Ein wichtiges Signal ist dabei die Teilnahme des neuen Klimabeauftragten Joe Bidens, der frühere Außenminister John Kerry. Mit ihm und der Rückkehr der USA in das Pariser Klimaabkommen zeichnet sich ein Paradigmenwechsel in Washington ab: von Donald Trumps angestrebter „Energiedominanz“ zu einer neuen Klimazusammenarbeit. Die Verlangsamung der Erderwärmung ist plötzlich zu einem der wichtigsten Punkte der transatlantischen Agenda geworden. Das freut die Klimabewegung – und darüber hinaus alle, die vier Jahre „America First“-Muskelspiele statt atlantischer Partnerschaft ertragen mussten.
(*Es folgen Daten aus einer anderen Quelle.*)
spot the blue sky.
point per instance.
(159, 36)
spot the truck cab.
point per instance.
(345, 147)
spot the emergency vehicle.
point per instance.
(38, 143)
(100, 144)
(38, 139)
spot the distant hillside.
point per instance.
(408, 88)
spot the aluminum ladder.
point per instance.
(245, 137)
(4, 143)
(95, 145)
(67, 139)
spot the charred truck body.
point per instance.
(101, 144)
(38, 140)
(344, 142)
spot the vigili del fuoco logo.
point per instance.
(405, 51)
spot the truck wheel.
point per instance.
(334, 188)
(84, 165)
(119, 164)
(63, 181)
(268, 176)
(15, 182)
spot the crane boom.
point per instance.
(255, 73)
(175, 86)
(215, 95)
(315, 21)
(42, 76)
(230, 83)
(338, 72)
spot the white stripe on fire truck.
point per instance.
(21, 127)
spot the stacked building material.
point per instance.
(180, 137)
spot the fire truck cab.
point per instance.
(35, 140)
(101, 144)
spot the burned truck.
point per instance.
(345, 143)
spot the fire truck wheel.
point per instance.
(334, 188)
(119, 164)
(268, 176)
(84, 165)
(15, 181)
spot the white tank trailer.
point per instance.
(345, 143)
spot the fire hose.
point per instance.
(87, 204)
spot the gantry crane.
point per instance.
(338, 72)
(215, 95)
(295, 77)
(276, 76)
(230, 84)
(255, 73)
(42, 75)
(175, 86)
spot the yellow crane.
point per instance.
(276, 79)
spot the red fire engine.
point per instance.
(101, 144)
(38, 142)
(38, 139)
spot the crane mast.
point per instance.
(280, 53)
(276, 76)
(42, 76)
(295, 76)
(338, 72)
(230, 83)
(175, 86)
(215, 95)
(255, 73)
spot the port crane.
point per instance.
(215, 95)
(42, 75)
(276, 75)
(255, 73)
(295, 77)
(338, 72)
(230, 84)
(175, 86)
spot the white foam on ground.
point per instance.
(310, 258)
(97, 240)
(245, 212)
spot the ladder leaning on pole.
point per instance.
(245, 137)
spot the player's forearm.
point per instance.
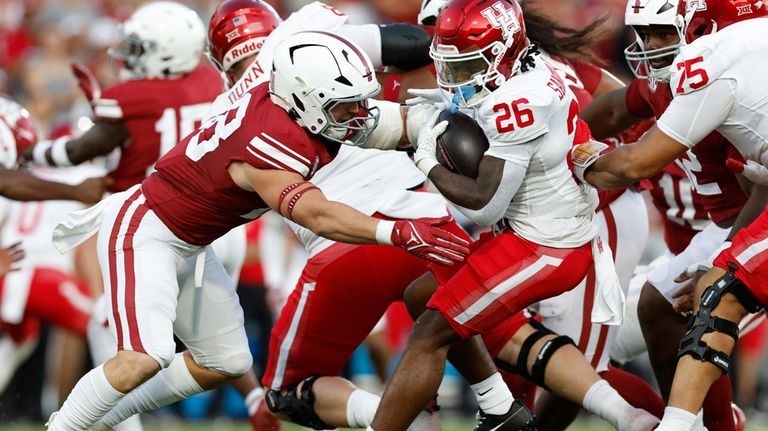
(607, 115)
(23, 186)
(755, 205)
(338, 222)
(460, 190)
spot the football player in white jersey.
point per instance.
(715, 88)
(529, 116)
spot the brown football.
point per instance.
(462, 145)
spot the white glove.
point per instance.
(584, 155)
(752, 171)
(425, 156)
(433, 96)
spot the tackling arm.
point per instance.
(99, 140)
(608, 115)
(630, 163)
(300, 201)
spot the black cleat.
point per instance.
(518, 418)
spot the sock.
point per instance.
(92, 397)
(676, 420)
(602, 400)
(635, 390)
(169, 385)
(253, 400)
(361, 408)
(718, 413)
(493, 395)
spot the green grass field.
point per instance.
(226, 425)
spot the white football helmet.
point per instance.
(160, 40)
(314, 71)
(643, 13)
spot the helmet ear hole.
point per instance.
(297, 102)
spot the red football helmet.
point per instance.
(696, 18)
(478, 43)
(238, 29)
(16, 132)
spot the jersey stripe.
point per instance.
(107, 108)
(279, 144)
(278, 156)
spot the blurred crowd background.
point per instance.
(39, 39)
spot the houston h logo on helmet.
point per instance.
(499, 17)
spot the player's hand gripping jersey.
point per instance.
(192, 191)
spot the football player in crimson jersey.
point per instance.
(648, 96)
(162, 95)
(723, 44)
(153, 240)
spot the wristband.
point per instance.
(59, 152)
(384, 232)
(39, 151)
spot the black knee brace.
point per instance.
(703, 322)
(298, 406)
(542, 358)
(405, 46)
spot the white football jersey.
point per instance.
(315, 16)
(718, 84)
(372, 181)
(550, 207)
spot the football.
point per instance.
(462, 145)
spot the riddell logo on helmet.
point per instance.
(695, 6)
(249, 47)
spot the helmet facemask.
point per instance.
(354, 130)
(640, 60)
(126, 58)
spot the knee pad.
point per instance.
(231, 363)
(542, 357)
(298, 405)
(703, 322)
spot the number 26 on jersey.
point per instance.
(523, 117)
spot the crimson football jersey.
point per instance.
(191, 190)
(714, 182)
(158, 113)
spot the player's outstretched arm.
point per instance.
(629, 163)
(608, 115)
(23, 186)
(302, 202)
(99, 140)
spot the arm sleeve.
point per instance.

2019 kündigte Ursula von der Leyen einen European Green Deal mit dem ehrgeizigen Ziel an, Europa bis 2050 klimaneutral werden zu lassen. Auch das Zwischenziel, 2030 bereits 55 Prozent weniger Treibhausgase als 1990 auszustoßen (bis 2020 wurden gerade einmal 24 Prozent erreicht!), ist äußerst ambitioniert. Die Biden-Administration will da nicht zurückstecken: Sie zielt ebenfalls auf Klimaneutralität bis 2050 und verspricht eine klimaneutrale Stromproduktion für 2035. Die USA planen eine „Revolution für saubere Energie“ und wollen eine „superpower of clean energy“ werden! 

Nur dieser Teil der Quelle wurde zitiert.